Nu has taken the Latin American market by storm in less than a decade, building arguably the industry's most respected brand. Even after several launches, the company still only covers around 60% of the region's gross domestic product (GDP). Plus, with a digital-first approach, it can cross-sell additional products to existing customers significantly more easily than the competition. For example, in 2017, first-time Nu customers nearly always started with using just one of its products. Today, the average new customer starts with three products.

Customers are using more Nu products more often and at greater rates than ever before. With a huge untapped market to go, including several new countries, Nu has created a high-growth formula that can be repeated again and again. Already, there should be baked-in growth even without new customer additions. That's because the longer a customer stays with Nu, the greater the expected revenue.

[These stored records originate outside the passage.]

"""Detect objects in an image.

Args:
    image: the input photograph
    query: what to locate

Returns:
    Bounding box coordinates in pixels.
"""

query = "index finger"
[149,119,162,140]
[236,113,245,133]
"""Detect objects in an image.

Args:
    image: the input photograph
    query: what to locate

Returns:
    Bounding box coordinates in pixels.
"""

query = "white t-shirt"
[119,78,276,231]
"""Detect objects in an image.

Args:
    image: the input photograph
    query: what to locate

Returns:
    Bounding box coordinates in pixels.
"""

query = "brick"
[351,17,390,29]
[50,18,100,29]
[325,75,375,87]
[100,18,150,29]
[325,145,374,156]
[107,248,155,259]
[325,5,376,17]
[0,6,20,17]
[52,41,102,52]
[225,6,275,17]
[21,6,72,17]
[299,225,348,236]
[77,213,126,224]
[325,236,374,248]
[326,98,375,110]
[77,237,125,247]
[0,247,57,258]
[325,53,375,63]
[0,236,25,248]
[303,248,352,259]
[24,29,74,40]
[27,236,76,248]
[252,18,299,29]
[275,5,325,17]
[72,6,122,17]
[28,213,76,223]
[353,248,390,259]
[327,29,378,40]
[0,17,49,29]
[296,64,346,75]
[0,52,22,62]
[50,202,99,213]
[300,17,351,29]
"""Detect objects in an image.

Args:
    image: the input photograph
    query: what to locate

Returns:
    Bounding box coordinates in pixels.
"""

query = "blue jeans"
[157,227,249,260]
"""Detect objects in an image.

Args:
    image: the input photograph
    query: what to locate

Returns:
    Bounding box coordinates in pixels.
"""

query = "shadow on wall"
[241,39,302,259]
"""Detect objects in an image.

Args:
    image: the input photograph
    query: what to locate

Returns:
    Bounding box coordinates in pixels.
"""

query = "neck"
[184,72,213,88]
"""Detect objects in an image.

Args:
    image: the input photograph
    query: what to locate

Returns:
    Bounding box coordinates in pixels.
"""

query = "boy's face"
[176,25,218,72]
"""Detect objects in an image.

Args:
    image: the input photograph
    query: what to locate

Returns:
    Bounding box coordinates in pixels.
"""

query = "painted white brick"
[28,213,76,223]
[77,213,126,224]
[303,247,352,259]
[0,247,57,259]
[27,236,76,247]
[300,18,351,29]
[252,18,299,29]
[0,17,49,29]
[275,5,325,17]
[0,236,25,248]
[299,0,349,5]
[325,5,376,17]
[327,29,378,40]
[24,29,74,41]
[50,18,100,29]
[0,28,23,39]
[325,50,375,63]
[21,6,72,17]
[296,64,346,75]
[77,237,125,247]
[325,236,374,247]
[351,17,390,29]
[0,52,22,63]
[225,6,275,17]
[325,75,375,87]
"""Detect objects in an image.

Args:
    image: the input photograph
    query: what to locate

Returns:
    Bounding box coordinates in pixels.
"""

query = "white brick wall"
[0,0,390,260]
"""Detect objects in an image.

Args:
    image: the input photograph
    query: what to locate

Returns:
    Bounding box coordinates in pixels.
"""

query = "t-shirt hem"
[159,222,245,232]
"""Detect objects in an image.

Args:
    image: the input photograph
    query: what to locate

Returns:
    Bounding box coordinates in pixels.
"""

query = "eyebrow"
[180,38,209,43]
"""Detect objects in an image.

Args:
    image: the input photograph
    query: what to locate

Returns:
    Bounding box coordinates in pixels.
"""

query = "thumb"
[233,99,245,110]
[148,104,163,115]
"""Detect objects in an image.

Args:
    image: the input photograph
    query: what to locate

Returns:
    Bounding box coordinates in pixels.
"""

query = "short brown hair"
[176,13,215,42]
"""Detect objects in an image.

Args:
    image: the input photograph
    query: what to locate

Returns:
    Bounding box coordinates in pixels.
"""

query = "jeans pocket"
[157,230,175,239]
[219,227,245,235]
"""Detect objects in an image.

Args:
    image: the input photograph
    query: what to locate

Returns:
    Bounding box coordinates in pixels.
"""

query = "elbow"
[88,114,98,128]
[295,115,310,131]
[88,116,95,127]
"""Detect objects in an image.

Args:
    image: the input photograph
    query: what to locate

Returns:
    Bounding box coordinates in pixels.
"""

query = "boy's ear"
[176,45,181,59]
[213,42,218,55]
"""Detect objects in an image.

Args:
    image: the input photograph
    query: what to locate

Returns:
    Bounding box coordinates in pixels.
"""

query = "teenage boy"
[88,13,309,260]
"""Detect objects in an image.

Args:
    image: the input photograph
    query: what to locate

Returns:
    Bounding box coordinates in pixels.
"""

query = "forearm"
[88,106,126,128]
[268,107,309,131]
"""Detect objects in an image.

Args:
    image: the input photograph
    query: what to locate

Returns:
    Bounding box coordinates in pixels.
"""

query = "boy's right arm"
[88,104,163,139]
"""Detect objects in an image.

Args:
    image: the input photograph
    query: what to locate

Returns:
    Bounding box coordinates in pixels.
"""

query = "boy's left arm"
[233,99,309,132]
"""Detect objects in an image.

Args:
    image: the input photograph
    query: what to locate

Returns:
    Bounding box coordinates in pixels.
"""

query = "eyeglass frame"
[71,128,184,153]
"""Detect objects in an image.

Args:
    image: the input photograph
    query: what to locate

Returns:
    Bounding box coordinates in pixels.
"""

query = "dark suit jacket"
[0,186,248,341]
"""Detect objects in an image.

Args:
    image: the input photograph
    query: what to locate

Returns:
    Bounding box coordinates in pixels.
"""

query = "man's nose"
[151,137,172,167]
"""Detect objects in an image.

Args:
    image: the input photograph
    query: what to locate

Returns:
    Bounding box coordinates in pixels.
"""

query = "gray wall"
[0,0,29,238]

For example, the average monthly revenue from a customer who has been with Nu for 65 months is around $24. For newer users, say a customer that has only been with Nu for around 5 months, the average monthly revenue is just $3. Over the next 60 months, Nu should be able to boost the revenue of those early users more than seven times in value, a reliable growth tailwind separate from any new customer additions.

Don't let the current valuation multiple fool you. On a forward basis -- that is, what Nu is expected to generate next year -- shares trade somewhere between 3 and 4 times sales. A few years from now, today's valuation could ultimately be below 1 times sales. This looks like the makings of a forever stock. Patient investors should be rewarded.